- Moorina
- Coordinates: 41°08′00″S 147°52′16″E﻿ / ﻿41.1332°S 147.8711°E
- Country: Australia
- State: Tasmania
- Region: North-east
- LGA: Dorset;
- Location: 46 km (29 mi) E of Scottsdale;

Government
- • State electorate: Bass;
- • Federal division: Bass;

Population
- • Total: 11 (2016 census)
- Postcode: 7264
Localities around Moorina
| Winnaleah | Herrick | Pioneer |
| Derby, Winnaleah | Moorina | Pioneer |
| Derby | Weldborough | Weldborough |

= Moorina, Tasmania =

Moorina is a rural locality in the local government area (LGA) of Dorset in the North-east LGA region of Tasmania. The locality is about 46 km east of the town of Scottsdale. The 2016 census recorded a population of 11 for the state suburb of Moorina.

Mineral Resources Tasmania have designated a 2 km^{2} area of Moorina, to the east of the Tasman Highway, as the Weld River Fossicking Area. The collecting area is known for its sapphire, topaz and zircon specimens.

==History==
Moorina was gazetted as a locality in 1869. Originally known as "Krushka’s Bridge", the current name was in use by 1877. Moorina was the sister of Truganini.

The Krushka brothers built the first bridge over the Ringarooma River. The area was originally settled as a mining town.

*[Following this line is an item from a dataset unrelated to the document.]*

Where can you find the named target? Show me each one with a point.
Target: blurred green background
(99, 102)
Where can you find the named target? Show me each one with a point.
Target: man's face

Moorina was the centre of the tin mining industry in the north east. By 1878 Chinese miners were present in all the major tin producing centres in the region: Weldborough, Branxholm, Gladston Pioneer and Moorina: The only exception was Derby richest mine of the region.

==Geography==
The Ringarooma River forms part of the north-western boundary before flowing through to form part of the northern. The Weld River flows through from south to north, where it joins the Ringarooma River. The Frome River flows through, via the Frome Dam, to join the Weld.

==Road infrastructure==
Route A3 (Tasman Highway) passes through from north-west to south-west.